I still endorse that endorsement fully, but before the holiday’s arrival tomorrow, I want to offer a second Irish-inspired beer brewed on Long Island, one that returns today for a second consecutive year, capable of delivering a similar taste of ubiquity’s flipside: BrickHouse Brewery & Restaurant‘s Carrickfergus, a nitrogenated cream ale aged with whiskey-soaked oak. If that description just evoked a Huh?, join me for a terse history of the cream ale, yes?
Label for BrickHouse Brewery & Restaurant’s Carrickfergus Cream Ale.
A style indigenous to the United States (one of only two; California common is the other), the cream ale was originally devised by ale-only breweries in the Northeast and Mid-Atlantic as a response to the instantly popular lagers introduced by German immigrants in the mid-1800s. This newcomer, which resembled the German-grown kölsch to some degree, shared mucho with the lager: the crisp palate; the pale color and brilliant clarity; the use of adjuncts like corn and rice to lighten body; and the warmer fermentation temperatures. It proved a successful retaliation, too. Before the start of Prohibition, cream ales were among the country’s most commonly consumed.

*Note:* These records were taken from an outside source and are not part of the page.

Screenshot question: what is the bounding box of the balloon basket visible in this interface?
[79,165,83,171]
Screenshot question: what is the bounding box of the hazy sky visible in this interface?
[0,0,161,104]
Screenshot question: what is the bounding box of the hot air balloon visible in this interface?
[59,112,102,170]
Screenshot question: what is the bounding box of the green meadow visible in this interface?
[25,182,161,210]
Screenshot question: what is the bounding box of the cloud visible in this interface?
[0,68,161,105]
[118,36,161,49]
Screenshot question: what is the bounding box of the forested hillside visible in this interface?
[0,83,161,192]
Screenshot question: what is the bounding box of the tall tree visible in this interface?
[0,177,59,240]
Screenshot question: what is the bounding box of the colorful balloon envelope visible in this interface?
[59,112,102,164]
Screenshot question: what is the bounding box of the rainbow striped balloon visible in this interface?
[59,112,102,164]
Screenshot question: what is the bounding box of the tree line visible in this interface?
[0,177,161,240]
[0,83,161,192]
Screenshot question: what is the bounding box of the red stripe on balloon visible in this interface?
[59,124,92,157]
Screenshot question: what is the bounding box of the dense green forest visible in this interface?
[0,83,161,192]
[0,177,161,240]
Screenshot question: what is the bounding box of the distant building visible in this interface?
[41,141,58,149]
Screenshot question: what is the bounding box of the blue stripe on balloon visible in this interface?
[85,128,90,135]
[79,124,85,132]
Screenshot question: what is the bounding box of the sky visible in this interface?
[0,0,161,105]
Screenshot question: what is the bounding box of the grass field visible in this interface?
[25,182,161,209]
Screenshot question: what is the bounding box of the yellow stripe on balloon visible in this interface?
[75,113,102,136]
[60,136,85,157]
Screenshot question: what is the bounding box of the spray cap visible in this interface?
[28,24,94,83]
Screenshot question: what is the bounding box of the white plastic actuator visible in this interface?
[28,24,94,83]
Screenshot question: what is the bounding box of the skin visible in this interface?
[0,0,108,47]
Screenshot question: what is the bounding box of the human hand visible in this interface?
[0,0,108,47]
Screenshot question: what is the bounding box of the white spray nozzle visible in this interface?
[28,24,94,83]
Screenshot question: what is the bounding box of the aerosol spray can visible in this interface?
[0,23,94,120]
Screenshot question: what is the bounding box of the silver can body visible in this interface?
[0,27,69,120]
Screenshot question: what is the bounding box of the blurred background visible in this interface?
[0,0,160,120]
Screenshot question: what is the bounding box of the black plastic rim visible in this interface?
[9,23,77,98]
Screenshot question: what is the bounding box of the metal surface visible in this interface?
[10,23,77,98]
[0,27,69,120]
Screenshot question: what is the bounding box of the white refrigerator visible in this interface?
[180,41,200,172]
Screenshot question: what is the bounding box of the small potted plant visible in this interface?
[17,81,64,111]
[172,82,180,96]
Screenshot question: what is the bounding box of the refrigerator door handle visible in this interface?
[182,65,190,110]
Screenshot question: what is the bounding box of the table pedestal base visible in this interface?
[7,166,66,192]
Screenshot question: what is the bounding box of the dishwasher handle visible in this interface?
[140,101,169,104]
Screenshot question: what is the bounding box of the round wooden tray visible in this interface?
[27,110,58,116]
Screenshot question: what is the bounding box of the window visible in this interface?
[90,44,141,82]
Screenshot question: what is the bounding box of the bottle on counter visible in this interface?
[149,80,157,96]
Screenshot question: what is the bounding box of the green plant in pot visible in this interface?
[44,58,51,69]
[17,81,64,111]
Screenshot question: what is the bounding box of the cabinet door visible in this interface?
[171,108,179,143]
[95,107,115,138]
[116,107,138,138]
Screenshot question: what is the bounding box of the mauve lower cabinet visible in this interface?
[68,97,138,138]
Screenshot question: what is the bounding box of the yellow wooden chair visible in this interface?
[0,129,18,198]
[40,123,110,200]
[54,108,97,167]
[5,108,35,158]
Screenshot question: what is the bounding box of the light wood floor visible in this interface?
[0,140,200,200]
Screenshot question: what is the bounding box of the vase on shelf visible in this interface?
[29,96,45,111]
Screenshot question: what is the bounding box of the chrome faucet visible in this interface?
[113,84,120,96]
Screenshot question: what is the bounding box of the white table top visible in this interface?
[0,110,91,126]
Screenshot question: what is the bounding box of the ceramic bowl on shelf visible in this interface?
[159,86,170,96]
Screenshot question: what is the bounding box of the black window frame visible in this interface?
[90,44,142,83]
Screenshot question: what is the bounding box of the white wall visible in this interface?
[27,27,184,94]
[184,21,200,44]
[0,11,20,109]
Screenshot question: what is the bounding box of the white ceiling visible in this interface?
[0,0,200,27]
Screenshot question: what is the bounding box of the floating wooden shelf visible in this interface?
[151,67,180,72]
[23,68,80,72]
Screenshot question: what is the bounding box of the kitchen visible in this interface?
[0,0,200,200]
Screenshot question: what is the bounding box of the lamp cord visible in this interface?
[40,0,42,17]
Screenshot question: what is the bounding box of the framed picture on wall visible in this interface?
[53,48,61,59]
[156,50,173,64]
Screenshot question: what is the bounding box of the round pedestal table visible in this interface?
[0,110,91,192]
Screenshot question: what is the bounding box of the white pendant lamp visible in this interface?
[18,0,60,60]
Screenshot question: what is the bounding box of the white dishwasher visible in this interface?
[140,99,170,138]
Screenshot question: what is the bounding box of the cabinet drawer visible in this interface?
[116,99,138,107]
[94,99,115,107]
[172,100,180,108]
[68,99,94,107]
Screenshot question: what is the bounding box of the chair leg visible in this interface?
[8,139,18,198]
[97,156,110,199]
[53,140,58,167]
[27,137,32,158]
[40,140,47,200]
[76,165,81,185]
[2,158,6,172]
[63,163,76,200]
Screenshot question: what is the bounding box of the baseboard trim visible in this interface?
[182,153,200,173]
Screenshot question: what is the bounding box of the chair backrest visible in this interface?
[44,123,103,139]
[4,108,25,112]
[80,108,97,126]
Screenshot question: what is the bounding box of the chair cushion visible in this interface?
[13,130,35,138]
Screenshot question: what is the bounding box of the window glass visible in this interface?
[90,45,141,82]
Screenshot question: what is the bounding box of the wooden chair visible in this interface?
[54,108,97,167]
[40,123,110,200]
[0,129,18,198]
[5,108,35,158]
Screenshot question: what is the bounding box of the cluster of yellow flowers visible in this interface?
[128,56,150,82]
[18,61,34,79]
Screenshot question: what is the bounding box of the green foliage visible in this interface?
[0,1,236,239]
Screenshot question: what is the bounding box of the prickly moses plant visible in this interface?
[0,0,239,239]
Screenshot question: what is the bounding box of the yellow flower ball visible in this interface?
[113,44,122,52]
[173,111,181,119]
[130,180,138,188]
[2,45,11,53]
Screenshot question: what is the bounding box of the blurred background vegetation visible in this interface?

As innovation continues to liberally steer the craft-beer Cadillac, the modern-day cream ale has become tough to categorize neatly; almost every brewery to embrace the style seems to have a unique interpretation. Florida’s Cigar City Brewing makes a potent cream ale spiced with cumin and lime peel and aged in tequila barrels named El Murcièlago, for example, while Swamp Head Brewing’s Wild Night is one also made in Florida, but infused with Tupelo honey. North Carolina’s Fullsteam Brewery, meanwhile, fuels El Toro with grits.
BrickHouse’s Carrickfergus is another cream ale that defies strict categorization. While flaked maize is part of the grain bill, brewers Paul Komsic and Arthur Zimmerman are using the classic style as a sudsy springboard to innovation. Their recipe includes oats—”We figured they would provide some slight creaminess and a silkier mouthfeel,” says Komsic—and honey malt, “To let a lite honeyish sweetness interact with the corn,” he adds.
Their springboarding also continues after brewing, as Komsic and Zimmerman soak medium-toasted oak chips in a jar of Jameson for the duration of Carrickfergus’ fermentation. Once fermentation is complete, the now-Irish chips are added to the fermenter to fornicate with the liquid for roughly six weeks. This period injects more sweetness and notes of whiskey and oak, and boosts the beer’s alcohol content to 7.5 percent ABV. The final product is “smooth, sweet, whiskeyish, and subtly fruity,” Komsic says.
Another noteworthy thang: Carrickfergus is nitrogenated, or carbonated with a blend of nitrogen and carbon dioxide, to impart a creamier texture. Though many cream ales are also nitrogenated, including Empire Brewing’s eponymous version, the “cream” is not directly related to this process. Guinness is not a cream ale, but it is undeniably the world’s most popular nitrogenated beer, furthermo—oops! This blog is not about Guinness.
BrickHouse Brewery & Restaurant’s Carrickfergus Cream Ale Long Ireland Beer Company‘s Hooligan Dry Irish Stout are both available now.